Here's how to stop your cat from peeing over the side of the litter box
If your cat has begun to get up in age, and painful arthritis has started to kick in, your cat may not be squatting down enough for the litter box to catch his pee stream. Unfortunately, as my cat has gotten older (14+), he developed arthritis in his hind legs and started to occasional pee out the front of the litter box. This started getting worse and worse and diabetes made his pee trips even more common over the course of the day. My cat has always pooped in the back of the litter box and pee'd in the front of the litter box (just after entering), and not the back of the litter box with a higher wall, so this pee problem became worse and worse. For the longest time, I had used a Nature's Miracle High-Sided Litter Box with a pee catch in the front, and this worked well when my cat was healthier and squatted down each time to pee, but as his health deteriorated this litter box no longer worked all the time to contain my cats urine stream from reaching the floor.

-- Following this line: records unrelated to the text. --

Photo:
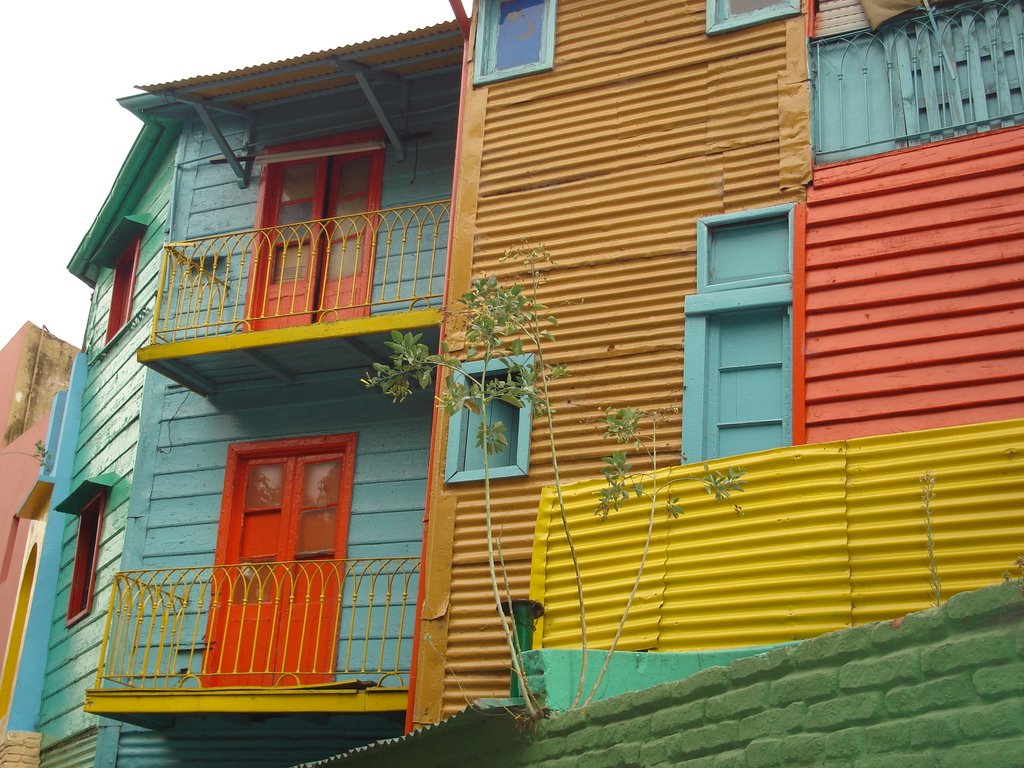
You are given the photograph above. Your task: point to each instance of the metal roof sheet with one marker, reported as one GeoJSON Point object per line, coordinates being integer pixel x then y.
{"type": "Point", "coordinates": [409, 53]}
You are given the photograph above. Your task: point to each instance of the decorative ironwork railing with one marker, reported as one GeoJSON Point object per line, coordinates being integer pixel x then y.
{"type": "Point", "coordinates": [310, 271]}
{"type": "Point", "coordinates": [261, 624]}
{"type": "Point", "coordinates": [919, 80]}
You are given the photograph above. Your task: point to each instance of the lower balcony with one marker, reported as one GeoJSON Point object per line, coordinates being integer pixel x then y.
{"type": "Point", "coordinates": [230, 307]}
{"type": "Point", "coordinates": [954, 71]}
{"type": "Point", "coordinates": [258, 638]}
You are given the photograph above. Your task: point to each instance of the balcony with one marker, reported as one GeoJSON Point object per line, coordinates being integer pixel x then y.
{"type": "Point", "coordinates": [919, 80]}
{"type": "Point", "coordinates": [320, 636]}
{"type": "Point", "coordinates": [229, 306]}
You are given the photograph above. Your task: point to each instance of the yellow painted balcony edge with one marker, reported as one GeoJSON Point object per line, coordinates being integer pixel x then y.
{"type": "Point", "coordinates": [283, 336]}
{"type": "Point", "coordinates": [243, 700]}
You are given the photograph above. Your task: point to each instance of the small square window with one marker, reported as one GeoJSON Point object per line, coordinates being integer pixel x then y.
{"type": "Point", "coordinates": [90, 522]}
{"type": "Point", "coordinates": [514, 37]}
{"type": "Point", "coordinates": [465, 458]}
{"type": "Point", "coordinates": [724, 15]}
{"type": "Point", "coordinates": [124, 287]}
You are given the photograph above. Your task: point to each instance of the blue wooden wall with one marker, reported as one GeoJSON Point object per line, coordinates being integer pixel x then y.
{"type": "Point", "coordinates": [210, 202]}
{"type": "Point", "coordinates": [184, 485]}
{"type": "Point", "coordinates": [107, 438]}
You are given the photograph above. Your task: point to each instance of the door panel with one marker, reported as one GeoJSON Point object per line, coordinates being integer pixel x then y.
{"type": "Point", "coordinates": [313, 266]}
{"type": "Point", "coordinates": [275, 604]}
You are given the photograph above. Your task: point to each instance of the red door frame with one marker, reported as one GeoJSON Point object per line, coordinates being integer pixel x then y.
{"type": "Point", "coordinates": [229, 542]}
{"type": "Point", "coordinates": [267, 213]}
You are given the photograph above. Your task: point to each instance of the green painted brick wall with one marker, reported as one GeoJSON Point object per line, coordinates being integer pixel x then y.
{"type": "Point", "coordinates": [943, 688]}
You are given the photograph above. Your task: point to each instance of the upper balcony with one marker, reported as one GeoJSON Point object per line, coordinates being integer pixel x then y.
{"type": "Point", "coordinates": [306, 215]}
{"type": "Point", "coordinates": [258, 638]}
{"type": "Point", "coordinates": [229, 307]}
{"type": "Point", "coordinates": [918, 79]}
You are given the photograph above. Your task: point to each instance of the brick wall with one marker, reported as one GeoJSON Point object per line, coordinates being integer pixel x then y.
{"type": "Point", "coordinates": [19, 750]}
{"type": "Point", "coordinates": [943, 688]}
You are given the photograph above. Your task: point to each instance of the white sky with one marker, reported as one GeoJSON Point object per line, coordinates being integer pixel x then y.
{"type": "Point", "coordinates": [65, 64]}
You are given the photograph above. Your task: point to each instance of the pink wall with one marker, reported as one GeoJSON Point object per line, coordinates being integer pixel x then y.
{"type": "Point", "coordinates": [914, 290]}
{"type": "Point", "coordinates": [18, 471]}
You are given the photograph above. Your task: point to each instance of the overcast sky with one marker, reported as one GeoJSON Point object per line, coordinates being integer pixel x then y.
{"type": "Point", "coordinates": [65, 64]}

My first solution was to just use WeeWee Pads placed on the floor just outside of the Nature's Miracle litter box to contain the occasional pee over shoot, but I soon found out that I needed to change out the pad on a regular basis because my cat was peeing over the edge of the litter box constantly. So at that point I knew I needed to come up with a better solution. What I came up with was a DIY high sided litter box that my cat has not been able to pee over the edge and is still able to get in and out of the litter box without too much trouble.
Things you'll need:
Here's the Steps to Make a DIY Litter Box so Your Cat Can't Pee Over the Edge:
1) (optional) It's a good idea to warm / heat up Sterilite 105 Qt. Plastic Box with a hair dry so that it's easier to cut and doesn't shatter or crack when cutting. If you're doing this in the winter months, it's easy to crack the plastic if you're not careful.
2) Use the Tin Snips (or plastic cutting tool) to cut an opening in the Sterlite Plastic Box. I cut 3 1/4" down from the top of the box, and about 6" wide. You want to make sure that there is at least 10" of plastic from the floor. Trim or sand down any rough edges. NOTE: My first attempt at cutting the plastic, I made the opening height too high, and my cat was able to pee out... On my second attempt, right around 3" to 3 1/4" seems to work for my cat, with a good amount of kitty litter in the box.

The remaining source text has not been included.